UNITED STATES DISTRICT COURT EASTERN DISTRICT OF MICHIGAN SOUTHERN DIVISION
Mar 29, 2016
Case No. 16-10263 (E.D. Mich. Mar. 29, 2016)

Opinion

Case No. 16-10263

03-29-2016

ALFONSO IGNACIO VIGGERS, Plaintiff, v. BOARD OF REGENTS OF THE UNIVERSITY OF MICHIGAN and DOE DEFENDANTS.

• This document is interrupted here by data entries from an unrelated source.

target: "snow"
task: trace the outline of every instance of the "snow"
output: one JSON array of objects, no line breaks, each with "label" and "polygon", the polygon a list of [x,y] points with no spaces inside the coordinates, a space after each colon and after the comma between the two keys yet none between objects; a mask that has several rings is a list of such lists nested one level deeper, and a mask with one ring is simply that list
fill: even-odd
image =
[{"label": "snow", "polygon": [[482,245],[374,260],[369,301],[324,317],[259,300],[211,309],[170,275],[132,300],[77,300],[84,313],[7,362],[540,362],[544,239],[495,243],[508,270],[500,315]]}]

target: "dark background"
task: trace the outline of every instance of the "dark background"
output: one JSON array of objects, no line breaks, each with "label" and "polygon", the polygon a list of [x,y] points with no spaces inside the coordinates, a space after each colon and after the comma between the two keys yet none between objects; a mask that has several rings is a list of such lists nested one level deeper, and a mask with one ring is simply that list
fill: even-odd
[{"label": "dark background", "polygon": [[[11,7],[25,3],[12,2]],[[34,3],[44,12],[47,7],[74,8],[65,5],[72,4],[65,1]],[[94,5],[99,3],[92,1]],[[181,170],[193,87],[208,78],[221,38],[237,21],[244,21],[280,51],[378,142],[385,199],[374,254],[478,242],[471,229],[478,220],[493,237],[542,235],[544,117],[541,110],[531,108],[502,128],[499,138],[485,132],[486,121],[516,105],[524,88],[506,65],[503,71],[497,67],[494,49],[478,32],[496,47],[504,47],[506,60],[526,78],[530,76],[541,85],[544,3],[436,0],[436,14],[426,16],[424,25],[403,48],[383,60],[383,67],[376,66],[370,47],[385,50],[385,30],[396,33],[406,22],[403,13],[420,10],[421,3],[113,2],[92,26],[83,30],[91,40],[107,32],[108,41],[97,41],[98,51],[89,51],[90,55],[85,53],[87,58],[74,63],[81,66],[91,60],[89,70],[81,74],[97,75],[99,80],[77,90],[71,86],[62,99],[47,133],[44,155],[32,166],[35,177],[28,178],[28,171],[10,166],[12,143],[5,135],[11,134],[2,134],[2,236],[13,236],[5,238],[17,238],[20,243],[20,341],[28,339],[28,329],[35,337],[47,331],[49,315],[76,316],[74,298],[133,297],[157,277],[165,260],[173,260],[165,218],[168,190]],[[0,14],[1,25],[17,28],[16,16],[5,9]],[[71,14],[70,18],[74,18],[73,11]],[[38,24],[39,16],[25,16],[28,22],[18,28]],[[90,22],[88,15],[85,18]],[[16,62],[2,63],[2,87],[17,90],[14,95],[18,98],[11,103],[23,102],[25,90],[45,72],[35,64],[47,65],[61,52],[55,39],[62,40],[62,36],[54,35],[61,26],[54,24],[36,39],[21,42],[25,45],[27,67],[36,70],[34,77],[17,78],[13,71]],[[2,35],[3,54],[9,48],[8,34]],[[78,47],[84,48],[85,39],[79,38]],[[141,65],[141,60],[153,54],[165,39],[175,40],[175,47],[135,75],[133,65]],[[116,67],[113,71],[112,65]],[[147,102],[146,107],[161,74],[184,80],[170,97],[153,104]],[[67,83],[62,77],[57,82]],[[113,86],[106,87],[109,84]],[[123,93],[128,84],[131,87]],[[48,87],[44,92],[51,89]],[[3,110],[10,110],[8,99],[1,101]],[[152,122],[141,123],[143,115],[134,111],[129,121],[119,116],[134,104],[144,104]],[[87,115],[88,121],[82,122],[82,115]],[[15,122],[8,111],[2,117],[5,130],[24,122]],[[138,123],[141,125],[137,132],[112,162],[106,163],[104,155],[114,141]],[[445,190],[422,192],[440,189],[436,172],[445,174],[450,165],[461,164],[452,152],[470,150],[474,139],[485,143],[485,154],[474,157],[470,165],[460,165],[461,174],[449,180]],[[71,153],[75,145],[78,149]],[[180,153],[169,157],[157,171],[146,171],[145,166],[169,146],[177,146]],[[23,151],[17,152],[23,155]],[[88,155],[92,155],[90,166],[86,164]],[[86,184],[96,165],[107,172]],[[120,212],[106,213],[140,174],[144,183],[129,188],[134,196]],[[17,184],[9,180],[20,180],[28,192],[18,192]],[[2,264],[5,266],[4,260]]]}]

MEMORANDUM AND ORDER GRANTING DEFENDANT'S MOTION TO DISMISS (Doc. 5) AND DISMISSING CASE

Upon review of the parties' papers, the Court deems this matter appropriate for decision without oral argument. See Fed. R. Civ. P. 78(b); E.D. Mich. LR 7.1(f)(2).

I. Introduction

This appears to be an employment dispute. Plaintiff, proceeding pro se, is suing defendants the Board of Regents of the University of Michigan and "Doe Defendants." He makes nine claims, as follows:

Count I - violation of section 1983 (First Amendment Retaliation)
Count II - violation of section 1983 (14th Amendment Procedural Due Process)
Count III - Breach of contract
Count IV - Violations of the Fair Credit Reporting Act
Count V - 18 U.S.C. § 241 (criminal conspiracy) and section 1985(3) (civil conspiracy)
Count VI - 18 U.S.C. § 401 and § 1001 - Contempt of Court
Count VII - Promissory Estoppel
Count VIII - Tortious Interference of Malicious Intent
Count IX - Sabotage of Plaintiff's Immigration Process
Plaintiff seeks varied forms of injunctive relief, including changing his immigration status, and money damages.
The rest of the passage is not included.